« Jésus
disait : “Il en est du Royaume de Dieu comme d’un homme qui jette la
semence en terre : qu’il dorme ou qu’il soit debout, la nuit et le jour,
la semence germe et grandit, il ne sait comment. D’elle-même la terre produit
d’abord l’herbe, puis l’épi, enfin du blé plein l’épi. Et dès que le blé est
mûr, on y met la faucille, car c’est le temps de la moisson.”
Il
disait encore : “À quoi allons-nous comparer le Royaume de Dieu, ou par
quelle parabole allons-nous le représenter ? C’est comme une graine de
moutarde : quand on la sème en terre, elle est la plus petite de toutes
les semences du monde ; mais quand on l’a semée, elle monte et devient la
plus grande de toutes les plantes potagères, et elle pousse de grandes
branches, si bien que les oiseaux du ciel peuvent faire leur nid à son ombre.”
Par
de nombreuses paraboles de ce genre, il leur annonçait la Parole, dans la
mesure où ils étaient capables de l’entendre.
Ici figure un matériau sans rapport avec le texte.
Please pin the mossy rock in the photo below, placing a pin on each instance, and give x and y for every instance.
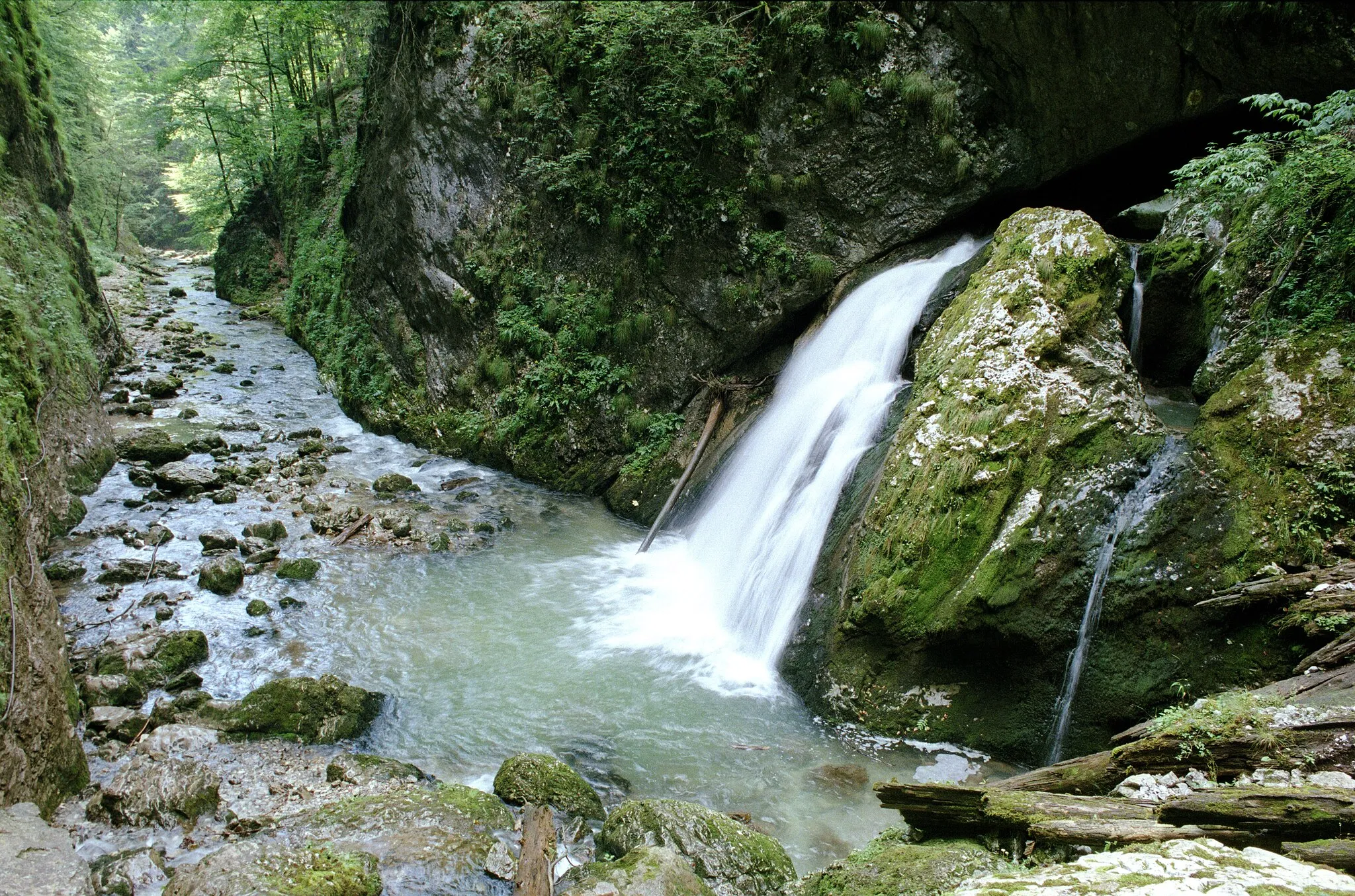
(301, 569)
(645, 871)
(732, 858)
(534, 777)
(889, 865)
(222, 574)
(152, 444)
(257, 866)
(393, 482)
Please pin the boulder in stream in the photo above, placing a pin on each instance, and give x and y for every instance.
(534, 777)
(222, 574)
(645, 871)
(730, 857)
(153, 446)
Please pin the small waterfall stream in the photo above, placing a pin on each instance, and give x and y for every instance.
(1136, 313)
(1131, 512)
(751, 550)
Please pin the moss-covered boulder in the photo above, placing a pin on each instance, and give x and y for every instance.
(301, 569)
(645, 871)
(534, 777)
(222, 574)
(309, 710)
(889, 865)
(153, 446)
(729, 857)
(258, 866)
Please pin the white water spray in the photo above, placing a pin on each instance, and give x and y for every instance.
(744, 567)
(1136, 311)
(1131, 512)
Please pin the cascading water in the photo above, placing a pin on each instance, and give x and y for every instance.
(1131, 512)
(1136, 310)
(735, 585)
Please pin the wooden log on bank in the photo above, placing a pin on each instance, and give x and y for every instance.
(537, 861)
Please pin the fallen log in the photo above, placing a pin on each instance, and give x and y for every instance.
(537, 860)
(1339, 854)
(1278, 587)
(353, 530)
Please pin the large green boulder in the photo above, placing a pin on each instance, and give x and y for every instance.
(889, 865)
(732, 858)
(534, 777)
(645, 871)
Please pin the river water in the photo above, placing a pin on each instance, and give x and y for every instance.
(518, 643)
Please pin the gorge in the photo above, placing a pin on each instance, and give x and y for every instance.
(349, 348)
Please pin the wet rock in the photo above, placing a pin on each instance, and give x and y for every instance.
(66, 570)
(117, 723)
(221, 574)
(129, 570)
(181, 477)
(150, 791)
(645, 871)
(393, 482)
(161, 386)
(38, 860)
(301, 569)
(316, 711)
(217, 540)
(111, 690)
(255, 866)
(270, 530)
(889, 864)
(153, 446)
(729, 857)
(534, 777)
(128, 874)
(361, 768)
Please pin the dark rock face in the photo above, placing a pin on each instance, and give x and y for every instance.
(1004, 99)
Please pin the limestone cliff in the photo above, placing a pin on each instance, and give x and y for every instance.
(56, 340)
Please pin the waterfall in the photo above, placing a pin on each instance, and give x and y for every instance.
(759, 527)
(1131, 512)
(1136, 313)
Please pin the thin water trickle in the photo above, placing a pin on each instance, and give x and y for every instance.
(1131, 512)
(729, 589)
(527, 643)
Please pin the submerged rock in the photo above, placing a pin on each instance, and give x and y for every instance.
(889, 864)
(645, 871)
(258, 866)
(534, 777)
(732, 858)
(222, 574)
(38, 860)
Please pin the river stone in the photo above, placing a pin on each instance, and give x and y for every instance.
(161, 386)
(298, 567)
(361, 768)
(889, 864)
(150, 791)
(222, 574)
(265, 866)
(732, 858)
(645, 871)
(269, 530)
(427, 838)
(217, 540)
(153, 446)
(534, 777)
(393, 482)
(182, 475)
(64, 570)
(38, 860)
(111, 690)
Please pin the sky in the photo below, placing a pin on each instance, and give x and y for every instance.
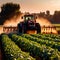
(35, 6)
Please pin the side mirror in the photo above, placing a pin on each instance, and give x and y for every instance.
(22, 17)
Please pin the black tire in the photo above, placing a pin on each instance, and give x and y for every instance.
(19, 28)
(38, 28)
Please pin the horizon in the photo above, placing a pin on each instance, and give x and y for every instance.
(35, 6)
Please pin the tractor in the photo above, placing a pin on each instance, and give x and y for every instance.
(29, 25)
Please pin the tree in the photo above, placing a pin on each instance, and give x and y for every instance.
(56, 17)
(8, 10)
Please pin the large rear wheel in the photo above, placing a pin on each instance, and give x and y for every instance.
(19, 28)
(38, 28)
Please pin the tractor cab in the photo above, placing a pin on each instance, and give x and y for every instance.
(29, 19)
(29, 25)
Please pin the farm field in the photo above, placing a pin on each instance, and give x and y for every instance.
(57, 27)
(30, 46)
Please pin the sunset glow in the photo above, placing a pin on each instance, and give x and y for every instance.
(36, 5)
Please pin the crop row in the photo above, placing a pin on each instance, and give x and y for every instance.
(12, 51)
(35, 49)
(45, 37)
(48, 43)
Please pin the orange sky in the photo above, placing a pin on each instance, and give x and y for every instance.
(36, 5)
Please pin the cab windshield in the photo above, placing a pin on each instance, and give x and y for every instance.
(29, 18)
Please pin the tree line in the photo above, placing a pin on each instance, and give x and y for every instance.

Il ne leur parlait pas sans
parabole, mais, en particulier, il expliquait tout à ses disciples. »
Jésus utilise deux métaphores liées à l’agriculture et à la
végétation, et plus particulièrement à leur dynamique (la croissance des
plantes) pour expliquer à ses disciples ce qu’est le Royaume de Dieu. Cette
similitude de thème, ainsi que le fait que les deux images soient côte à côte
dans le texte de Marc, doit nous conduire à les lire comme un
tout : les deux métaphores sont complémentaires.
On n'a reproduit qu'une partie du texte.